In the previous blog,  the vulnerability of NGOs was discussed as they frequently pioneer new approaches and challenge development orthodoxy. NGOs are vulnerable to groups with vested interests. Consequently, the NGOs face the problem of either co-optation or reprisal from the government and other traditional power holders that want to maintain the status quo. Moreover, they have to deal with the proliferation of pseudo NGOs that undermine the sector’s credibility. A number of these pseudo NGOs set up not for any other purpose than to take advantage of funding sources for dubious or narrow purposes, according to Abad (1990).

Faced with such problems and threats to their credibility, NGOs have seen the need to establish linkages and networks among themselves and with other sectors of society. Melgrito (1994) has defined networking as coordination among people, groups or organizations of various interests and orientation, working together as in a chain so as to function in a specific manner. It takes place when organizations link up together and make concerted efforts for mutual advantage and greater effectiveness towards the achievement of a common goal.

As a strategy, networking has been used by many sectors in pursuing development endeavors. Networks link local efforts for more effective lobbying and advocacy and provide venues for the exchange of experiences and resources between similar NGOs. A proper coordination of NGO activities, in networking, helps prevent unnecessary duplication or overlapping of development effort. NGOs are also protected from any form of threat because of their collective nature, while they police their own ranks through common code of conduct.

In the Philippines, NGOs have reached the highest level of unity in networking during the launching of the Caucus of Development NGOs (CODE NGOs) in 1990. This solidarity, however, did not happen overnight. It was a culmination of decades of common struggle similar to what other NGOs in other countries experienced in the course of historical development characterized by diverse intensity and highlights.

The united effort of Philippine NGOs evolved from relief and reconstruction work to welfare activities geared toward anti- communist inspired social reform. Affected by the social context, which witnessed worldwide questioning of development approach, Philippine NGOs found themselves doing grassroots organizing for transformation. Such approach, however, faced a momentary halt when confronted by a repressive regime that used an iron-fist policy in dealing with oppositions. Overcoming the threat, NGOs became instrumental in the qualitative growth of the organized mass movement, which culminated in the EDSA phenomenon. Thereafter, NGOs have maintained their legitimacy and prominence in Philippine society. The gains of networking in the national scene inspired the NGOs to translate it to the regional and provincial level.

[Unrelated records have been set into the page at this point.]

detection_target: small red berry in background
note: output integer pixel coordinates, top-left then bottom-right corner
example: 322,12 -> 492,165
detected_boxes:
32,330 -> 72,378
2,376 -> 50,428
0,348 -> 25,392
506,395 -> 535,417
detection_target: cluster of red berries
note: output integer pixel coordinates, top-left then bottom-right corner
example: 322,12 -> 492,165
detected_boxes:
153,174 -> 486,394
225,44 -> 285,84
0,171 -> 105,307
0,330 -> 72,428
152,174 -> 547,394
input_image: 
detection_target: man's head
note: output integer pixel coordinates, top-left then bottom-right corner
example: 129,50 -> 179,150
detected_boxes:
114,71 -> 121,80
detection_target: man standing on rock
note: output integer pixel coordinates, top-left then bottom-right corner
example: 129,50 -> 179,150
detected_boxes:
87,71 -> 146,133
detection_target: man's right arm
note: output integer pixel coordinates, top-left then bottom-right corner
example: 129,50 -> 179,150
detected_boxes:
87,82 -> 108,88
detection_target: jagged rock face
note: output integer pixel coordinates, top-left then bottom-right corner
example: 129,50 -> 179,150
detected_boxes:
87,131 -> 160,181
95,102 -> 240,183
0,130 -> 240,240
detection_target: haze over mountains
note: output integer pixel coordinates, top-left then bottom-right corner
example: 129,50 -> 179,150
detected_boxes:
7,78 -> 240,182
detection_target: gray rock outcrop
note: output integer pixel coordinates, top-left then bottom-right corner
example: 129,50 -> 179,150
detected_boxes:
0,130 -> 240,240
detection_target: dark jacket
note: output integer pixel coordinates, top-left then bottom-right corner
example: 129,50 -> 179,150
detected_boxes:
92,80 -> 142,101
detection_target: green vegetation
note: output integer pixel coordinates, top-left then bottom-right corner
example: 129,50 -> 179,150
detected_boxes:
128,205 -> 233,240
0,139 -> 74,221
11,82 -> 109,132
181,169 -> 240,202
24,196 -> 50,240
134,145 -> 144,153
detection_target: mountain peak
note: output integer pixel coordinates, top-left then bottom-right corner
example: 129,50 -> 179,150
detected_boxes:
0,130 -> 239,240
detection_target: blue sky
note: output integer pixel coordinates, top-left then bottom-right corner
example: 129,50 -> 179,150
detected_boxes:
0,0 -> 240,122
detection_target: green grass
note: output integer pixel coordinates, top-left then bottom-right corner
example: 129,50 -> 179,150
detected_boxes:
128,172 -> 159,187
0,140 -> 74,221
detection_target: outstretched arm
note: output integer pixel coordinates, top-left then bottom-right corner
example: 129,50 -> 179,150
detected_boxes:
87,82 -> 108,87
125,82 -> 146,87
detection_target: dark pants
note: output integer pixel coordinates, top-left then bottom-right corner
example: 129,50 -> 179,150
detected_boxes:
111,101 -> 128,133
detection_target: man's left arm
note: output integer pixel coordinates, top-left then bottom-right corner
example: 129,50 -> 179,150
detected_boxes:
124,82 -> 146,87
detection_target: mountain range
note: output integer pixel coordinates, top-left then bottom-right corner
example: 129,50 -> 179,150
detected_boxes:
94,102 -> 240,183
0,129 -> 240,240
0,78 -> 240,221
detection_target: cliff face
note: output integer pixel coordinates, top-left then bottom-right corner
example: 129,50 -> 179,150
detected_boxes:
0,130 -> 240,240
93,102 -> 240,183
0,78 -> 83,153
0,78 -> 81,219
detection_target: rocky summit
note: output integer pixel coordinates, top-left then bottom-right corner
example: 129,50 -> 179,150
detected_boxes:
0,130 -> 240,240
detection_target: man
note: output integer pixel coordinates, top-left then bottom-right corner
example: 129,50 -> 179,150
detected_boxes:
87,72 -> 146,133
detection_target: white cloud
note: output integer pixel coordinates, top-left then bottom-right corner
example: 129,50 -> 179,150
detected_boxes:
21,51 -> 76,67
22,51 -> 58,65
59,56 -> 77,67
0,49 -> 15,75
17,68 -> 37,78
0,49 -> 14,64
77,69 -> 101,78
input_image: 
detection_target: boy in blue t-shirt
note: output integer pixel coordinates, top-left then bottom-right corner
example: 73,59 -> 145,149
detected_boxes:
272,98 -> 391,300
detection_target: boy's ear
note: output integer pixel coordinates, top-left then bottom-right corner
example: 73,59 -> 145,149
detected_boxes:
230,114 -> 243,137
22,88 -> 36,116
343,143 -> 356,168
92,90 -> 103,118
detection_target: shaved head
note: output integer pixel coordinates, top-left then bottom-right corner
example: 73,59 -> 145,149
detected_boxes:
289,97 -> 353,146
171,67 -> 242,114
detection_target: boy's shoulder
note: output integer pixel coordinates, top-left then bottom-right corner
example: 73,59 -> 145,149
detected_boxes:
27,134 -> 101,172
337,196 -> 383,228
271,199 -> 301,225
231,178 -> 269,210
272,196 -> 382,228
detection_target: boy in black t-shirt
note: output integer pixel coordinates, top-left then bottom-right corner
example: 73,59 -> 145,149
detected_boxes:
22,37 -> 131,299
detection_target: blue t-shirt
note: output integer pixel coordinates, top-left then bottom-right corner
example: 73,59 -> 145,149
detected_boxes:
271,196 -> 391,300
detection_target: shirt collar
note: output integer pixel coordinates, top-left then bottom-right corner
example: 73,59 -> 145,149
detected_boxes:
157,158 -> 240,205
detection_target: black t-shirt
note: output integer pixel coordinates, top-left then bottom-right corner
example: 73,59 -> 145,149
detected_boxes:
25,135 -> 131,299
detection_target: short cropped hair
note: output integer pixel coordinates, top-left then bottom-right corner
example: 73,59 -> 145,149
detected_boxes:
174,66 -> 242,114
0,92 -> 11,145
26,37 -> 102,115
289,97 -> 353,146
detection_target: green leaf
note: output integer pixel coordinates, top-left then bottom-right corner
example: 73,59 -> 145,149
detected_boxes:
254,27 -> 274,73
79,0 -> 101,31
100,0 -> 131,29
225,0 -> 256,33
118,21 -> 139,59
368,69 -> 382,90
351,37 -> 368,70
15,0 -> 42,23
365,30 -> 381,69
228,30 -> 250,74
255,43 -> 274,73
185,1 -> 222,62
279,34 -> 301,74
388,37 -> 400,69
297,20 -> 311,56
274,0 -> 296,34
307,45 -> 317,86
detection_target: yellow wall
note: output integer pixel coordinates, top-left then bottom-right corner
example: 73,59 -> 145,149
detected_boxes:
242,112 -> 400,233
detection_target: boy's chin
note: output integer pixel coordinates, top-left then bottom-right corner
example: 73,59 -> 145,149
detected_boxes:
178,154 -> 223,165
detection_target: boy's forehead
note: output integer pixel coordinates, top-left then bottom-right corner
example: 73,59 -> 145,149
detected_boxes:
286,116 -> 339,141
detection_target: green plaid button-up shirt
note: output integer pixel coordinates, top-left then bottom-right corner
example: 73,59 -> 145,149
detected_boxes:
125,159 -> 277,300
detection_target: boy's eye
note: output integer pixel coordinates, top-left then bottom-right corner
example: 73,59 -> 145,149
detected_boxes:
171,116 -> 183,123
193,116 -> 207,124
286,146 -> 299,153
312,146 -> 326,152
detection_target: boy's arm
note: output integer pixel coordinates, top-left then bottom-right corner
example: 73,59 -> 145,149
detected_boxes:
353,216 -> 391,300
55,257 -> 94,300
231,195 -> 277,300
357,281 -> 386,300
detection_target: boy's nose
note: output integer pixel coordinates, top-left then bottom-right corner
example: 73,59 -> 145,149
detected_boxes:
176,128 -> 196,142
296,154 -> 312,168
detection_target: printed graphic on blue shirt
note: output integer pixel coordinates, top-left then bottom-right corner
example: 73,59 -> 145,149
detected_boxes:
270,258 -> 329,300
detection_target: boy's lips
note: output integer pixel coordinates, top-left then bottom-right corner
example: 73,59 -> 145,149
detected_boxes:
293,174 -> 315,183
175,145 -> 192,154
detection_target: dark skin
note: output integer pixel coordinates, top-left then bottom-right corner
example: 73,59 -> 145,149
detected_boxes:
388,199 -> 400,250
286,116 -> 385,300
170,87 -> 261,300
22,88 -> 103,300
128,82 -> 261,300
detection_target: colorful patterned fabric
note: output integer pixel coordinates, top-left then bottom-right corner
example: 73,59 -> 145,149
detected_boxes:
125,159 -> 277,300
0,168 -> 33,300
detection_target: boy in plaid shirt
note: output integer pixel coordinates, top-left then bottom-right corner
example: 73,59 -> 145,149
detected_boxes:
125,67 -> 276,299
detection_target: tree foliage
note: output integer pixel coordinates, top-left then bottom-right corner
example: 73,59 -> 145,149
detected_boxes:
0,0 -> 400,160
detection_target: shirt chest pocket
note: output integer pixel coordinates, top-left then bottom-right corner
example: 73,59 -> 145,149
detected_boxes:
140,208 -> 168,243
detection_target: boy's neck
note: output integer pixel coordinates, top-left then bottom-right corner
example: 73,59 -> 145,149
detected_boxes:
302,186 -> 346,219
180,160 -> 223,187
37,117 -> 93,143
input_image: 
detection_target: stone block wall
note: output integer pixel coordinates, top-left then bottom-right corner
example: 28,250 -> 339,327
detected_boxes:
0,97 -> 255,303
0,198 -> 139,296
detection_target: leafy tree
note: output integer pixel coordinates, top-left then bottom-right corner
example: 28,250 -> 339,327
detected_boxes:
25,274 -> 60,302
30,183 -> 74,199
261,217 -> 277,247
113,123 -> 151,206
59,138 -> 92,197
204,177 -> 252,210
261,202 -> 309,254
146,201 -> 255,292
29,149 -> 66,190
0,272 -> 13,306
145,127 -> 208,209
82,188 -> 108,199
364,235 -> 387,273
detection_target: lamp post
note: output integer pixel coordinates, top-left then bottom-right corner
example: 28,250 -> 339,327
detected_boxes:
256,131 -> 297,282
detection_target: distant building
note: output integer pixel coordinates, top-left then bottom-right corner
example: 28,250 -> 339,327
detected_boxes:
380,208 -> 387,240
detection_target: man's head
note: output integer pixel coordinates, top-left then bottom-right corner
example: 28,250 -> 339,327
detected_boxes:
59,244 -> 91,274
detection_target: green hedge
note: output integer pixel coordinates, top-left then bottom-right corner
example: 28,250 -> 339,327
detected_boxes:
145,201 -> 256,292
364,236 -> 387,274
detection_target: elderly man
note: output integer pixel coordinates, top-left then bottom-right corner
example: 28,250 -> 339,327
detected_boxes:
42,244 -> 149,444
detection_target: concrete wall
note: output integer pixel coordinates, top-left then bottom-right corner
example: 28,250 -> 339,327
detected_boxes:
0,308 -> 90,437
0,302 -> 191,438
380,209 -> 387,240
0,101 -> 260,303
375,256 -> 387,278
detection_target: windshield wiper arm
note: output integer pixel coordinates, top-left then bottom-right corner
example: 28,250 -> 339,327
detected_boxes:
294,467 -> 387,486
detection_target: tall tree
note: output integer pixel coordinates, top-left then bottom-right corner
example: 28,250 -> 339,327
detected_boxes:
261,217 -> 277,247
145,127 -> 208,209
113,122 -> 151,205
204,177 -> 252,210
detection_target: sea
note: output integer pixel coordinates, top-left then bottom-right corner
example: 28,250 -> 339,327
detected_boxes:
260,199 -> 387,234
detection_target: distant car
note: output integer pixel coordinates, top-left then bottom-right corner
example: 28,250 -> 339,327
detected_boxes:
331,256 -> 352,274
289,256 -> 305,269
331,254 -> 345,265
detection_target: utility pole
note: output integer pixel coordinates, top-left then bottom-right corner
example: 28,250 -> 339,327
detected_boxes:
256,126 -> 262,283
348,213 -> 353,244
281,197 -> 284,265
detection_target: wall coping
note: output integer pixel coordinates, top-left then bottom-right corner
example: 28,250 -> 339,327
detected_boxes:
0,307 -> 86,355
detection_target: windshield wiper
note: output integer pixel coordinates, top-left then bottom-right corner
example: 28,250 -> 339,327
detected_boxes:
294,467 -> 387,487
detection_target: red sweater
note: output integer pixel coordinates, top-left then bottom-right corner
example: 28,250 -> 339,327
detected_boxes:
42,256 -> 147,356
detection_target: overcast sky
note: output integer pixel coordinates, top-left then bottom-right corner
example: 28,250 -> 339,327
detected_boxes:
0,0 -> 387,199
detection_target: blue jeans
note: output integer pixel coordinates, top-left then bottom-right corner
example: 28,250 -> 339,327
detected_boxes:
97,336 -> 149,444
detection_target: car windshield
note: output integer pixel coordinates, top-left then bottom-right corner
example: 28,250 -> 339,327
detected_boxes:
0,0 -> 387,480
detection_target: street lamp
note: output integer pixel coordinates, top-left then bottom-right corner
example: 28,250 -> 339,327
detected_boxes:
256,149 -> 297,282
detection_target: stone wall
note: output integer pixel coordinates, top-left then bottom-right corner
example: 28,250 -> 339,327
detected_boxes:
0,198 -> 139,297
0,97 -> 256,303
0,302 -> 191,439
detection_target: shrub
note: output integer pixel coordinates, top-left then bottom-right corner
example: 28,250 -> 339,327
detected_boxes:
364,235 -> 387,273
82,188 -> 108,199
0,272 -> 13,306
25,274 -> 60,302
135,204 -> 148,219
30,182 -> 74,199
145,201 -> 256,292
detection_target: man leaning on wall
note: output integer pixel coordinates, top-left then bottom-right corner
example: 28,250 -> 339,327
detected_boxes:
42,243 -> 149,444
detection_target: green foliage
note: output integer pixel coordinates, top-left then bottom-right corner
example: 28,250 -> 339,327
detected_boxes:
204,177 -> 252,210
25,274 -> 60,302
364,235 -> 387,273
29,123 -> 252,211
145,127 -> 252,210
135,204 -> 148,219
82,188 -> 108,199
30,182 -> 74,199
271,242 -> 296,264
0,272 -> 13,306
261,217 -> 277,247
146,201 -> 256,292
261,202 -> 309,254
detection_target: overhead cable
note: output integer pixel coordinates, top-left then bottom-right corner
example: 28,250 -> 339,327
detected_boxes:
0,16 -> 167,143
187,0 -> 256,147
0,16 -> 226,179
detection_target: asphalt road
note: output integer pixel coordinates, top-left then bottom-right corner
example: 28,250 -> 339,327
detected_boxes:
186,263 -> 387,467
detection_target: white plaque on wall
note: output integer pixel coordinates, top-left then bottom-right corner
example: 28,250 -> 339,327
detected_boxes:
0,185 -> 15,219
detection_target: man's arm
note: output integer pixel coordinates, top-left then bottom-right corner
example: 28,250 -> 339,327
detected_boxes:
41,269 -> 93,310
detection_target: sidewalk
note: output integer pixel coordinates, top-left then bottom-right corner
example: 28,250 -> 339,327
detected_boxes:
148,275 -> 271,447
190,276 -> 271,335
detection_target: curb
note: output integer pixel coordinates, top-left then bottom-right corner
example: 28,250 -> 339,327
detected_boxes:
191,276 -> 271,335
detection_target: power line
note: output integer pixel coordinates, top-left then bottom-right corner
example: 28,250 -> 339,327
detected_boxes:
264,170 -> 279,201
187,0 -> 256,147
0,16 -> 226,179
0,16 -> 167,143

In Iloilo, NGOs have formed themselves into various networks, some even earlier than the CODE NGOs. So far, there are about four networks existing in Iloilo. The oldest of these is the Iloilo Council of Social Development (ICSD) which traces its roots to the oldest NGO network in the national level, the National Council of Social Development, formerly Council of Welfare Agencies Foundation of the Philippines, Inc. (CWAFPI).

With the highest level of networking or coalition building ever reached by the NGO Community, it has been assumed that issues and problems among NGOs have started to diminish. Reality, however, proves otherwise. Despite the gains of networking, various tensions continue to exist between and among NGOs.

The success of NGO coalition building could not hide the fact that the Philippine NGO community remains riven by three cleavages, namely: ideological, professional, and proliferation of pseudo NGOs. Conflicts and differences ranging from competition for declining development funding to sectarian tendencies affect even the largest NGOs of the country (Alegre 1996). These problems and other issues, concern, and challenge confronting NGOs lead to the question: How effective is networking in development endeavors?


Second  of  the series of posts on Networking as  Development Strategy of NGOs in the Province of Iloilo. Thesis requirement for my Master of Social Work degree from University of the Philippines-Diliman in 2000.